City of London planners have agreed to cut PLP’s 22 Bishopsgate tower by three storeys – after the developers behind the scheme warned it was too high for cranes to meet new safety rules to protect planes flying over the site.

AXA Real Estate and Lipton Rogers Developments won approval for the 62 storey tower (pictured below) in November 2015 and the building – on the site of KPF’s aborted Pinnacle tower – is already under construction by Multiplex.

In June last year, the developers won approval for amendments to the scheme that boosted its proposed office floorspace from just under 194,000sq m to just over 195,500sq m.
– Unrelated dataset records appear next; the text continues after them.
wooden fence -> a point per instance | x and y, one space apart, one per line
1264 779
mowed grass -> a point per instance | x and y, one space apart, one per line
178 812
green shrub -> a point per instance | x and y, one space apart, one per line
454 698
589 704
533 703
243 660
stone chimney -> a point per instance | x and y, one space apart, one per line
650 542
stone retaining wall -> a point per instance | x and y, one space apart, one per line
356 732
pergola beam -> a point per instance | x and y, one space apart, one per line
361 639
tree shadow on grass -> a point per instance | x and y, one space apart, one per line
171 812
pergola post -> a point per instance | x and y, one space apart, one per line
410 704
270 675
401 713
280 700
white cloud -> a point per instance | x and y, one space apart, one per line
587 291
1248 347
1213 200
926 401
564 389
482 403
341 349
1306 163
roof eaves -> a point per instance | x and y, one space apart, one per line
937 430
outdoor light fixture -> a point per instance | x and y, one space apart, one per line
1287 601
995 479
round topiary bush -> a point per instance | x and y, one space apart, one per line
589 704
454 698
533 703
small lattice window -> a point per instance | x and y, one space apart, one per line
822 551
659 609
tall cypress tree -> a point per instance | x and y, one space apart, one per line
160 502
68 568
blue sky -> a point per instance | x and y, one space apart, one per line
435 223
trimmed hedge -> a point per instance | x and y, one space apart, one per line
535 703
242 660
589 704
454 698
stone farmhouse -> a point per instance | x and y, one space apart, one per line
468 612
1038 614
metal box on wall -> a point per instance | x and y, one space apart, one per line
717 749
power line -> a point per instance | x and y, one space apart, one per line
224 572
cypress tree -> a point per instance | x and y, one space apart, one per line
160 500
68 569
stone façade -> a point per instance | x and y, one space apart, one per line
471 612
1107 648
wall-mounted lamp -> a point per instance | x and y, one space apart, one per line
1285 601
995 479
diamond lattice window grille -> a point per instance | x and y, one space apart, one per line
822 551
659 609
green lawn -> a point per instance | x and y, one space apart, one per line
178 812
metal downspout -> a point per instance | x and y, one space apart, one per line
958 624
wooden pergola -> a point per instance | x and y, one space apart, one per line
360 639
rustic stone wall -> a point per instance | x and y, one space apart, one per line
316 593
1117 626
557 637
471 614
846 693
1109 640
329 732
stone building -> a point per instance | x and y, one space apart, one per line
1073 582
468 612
New image of 22 Bishopsgate

The original proposals

But in November the developers submitted a new application to reduce the height of the tower by three storeys because of what the City described as “construction management constraints in relation to aviation safeguarding issues”.

PLP’s design and access statement for the tower said a new interpretation of safety rules meant National Air Traffic Services would not authorise the height of the tower cranes required for efficient and safe construction beyond a maximum height 309.6m – meaning approximately 35m would need to be subtracted from that height to account for crane size.

PLP’s tweaked proposals drop the tower’s height from 295m to 272m but compensate for the loss of floorspace by replacing the stepped-back design of the earlier scheme’s upper storeys with a “flat-top” proposal that has larger high-level floorplans.

The scheme retains its upper-storeys restaurant, bar and public viewing gallery space, and delivers more office floorspace than the original consented scheme, but slightly less than the amended June 2016 proposals.

Planning officers told members of City of London’s Planning & Transportation Committee that while the change in the building’s appearance “diminished the design and visual impact of the building”, the proposals were considered acceptable.

Committee members approved the revised designs by 17 votes to five, which included one abstention.